2. In den Vereinigten Staaten führte die „imperiale Fraktion“ 1898 einen völlig unnötigen Krieg gegen Spanien und erhielt so die Philippinen als Kolonie. Die Briten unterstützten diese Aktion stillschweigend, denn London rechnete sich aus, daß auf diese Weise der wachsende deutsche Einfluß im Pazifik beschnitten und engere Beziehungen zwischen dem Britischen Empire und der amerikanischen Republik entstehen würden. Solche Beziehungen könnten in dem kommenden europäischen Krieg, der dann 1914 ausbrechen sollte, nützlich sein. Aufstieg und Vorherrschaft der imperialen Fraktion in den Vereinigten Staaten folgten auf den Spanisch-Amerikanischen Krieg von 1898. Wie bereits erwähnt, wurde „Imperialismus“ als amerikanische Außenpolitik bei der Wahl 1900 zum nationalen politischen Thema, als die Demokratische Partei der Republikanischen Partei deren offen imperialistische Außenpolitik vorhielt. Die Gegner des Imperialismus wurden in der von der imperialen Fraktion kontrollierten Presse als „Isolationisten“ hingestellt.
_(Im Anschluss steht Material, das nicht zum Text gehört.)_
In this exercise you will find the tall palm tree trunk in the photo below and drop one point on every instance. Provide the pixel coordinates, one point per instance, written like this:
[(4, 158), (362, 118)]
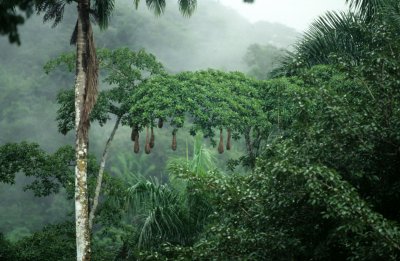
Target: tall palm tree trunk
[(85, 97)]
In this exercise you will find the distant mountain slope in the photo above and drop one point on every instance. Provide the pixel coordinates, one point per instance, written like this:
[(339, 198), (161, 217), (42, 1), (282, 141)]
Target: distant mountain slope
[(215, 36)]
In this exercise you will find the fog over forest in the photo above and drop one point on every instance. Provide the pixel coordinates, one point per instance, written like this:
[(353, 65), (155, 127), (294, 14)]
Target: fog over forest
[(214, 37), (213, 135)]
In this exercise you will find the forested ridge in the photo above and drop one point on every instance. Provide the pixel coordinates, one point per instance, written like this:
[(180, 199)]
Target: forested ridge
[(211, 138)]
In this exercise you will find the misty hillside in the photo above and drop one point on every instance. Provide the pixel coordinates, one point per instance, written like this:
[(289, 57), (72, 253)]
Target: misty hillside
[(214, 37)]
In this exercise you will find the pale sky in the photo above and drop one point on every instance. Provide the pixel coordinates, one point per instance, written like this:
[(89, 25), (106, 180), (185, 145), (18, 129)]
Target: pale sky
[(297, 14)]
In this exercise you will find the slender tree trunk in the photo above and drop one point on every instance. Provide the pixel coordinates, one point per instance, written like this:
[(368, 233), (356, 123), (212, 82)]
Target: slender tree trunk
[(100, 176), (85, 97)]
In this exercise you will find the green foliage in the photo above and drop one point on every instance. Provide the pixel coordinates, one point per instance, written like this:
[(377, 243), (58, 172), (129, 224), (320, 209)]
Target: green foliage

3. Die Demokratische Partei unter Präsident Woodrow Wilson paßte sich bald der „imperialen Fraktion“ an. Die Ideologie der Demokratischen Partei erfuhr einen deutlichen Wandel. Dieser Wandel trug die Handschrift der Wall Street und des britischen Einflusses auf die Außenpolitik der Demokratischen Partei. In der Ära Wilson wurde der Einsatz sogenannter „sanfter Gewalt“ immer mehr mit dem Einsatz von Waffengewalt verbunden. Hinter der Maske, „die Welt für die Demokratie sicher machen“, wurde politischer, psychologischer und wirtschaftlicher Krieg geführt. Militärische Gewalt kam zum Einsatz.

4. Nach dem Ende des Kalten Krieges infolge der Auflösung der Sowjetunion 1991 standen die Vereinigten Staaten in ihrer Außenpolitik und nationalen Strategie vor einer historischen Entscheidung. Die imperiale Fraktion plädierte für die aussichtslose und untragbare Politik, zum globalen Hegemon in einer sogenannten unipolaren Welt zu werden, die nun geschaffen werden sollte. Traditionelle patriotische Kreise wollten dagegen, daß wir als eine starke Republik und verantwortliche Großmacht in einer sich herausbildenden multipolaren Welt friedlich koexistieren und Souveränität und Völkerrecht achten.

5. Die unnötigen und verheerenden Kriege der Bush-Administration in Irak und Afghanistan werden die Vereinigten Staaten bis 2020 schätzungsweise 5 Billionen Dollar kosten. Die imperiale Fraktion hat aus dem Scheitern der unnötigen und kostspieligen Kriege in Korea und Vietnam nichts gelernt. Es gibt sogar eine deutliche politische und personelle Kontinuität von der alten antikommunistischen „China-Lobby“ über den Korea- und Vietnamkrieg bis zu den Kriegen in Irak und Afghanistan und der heutigen Politik, „Chinas Aufstieg in den Griff zu bekommen“.

6. Unter Obama hat sich daran nichts geändert.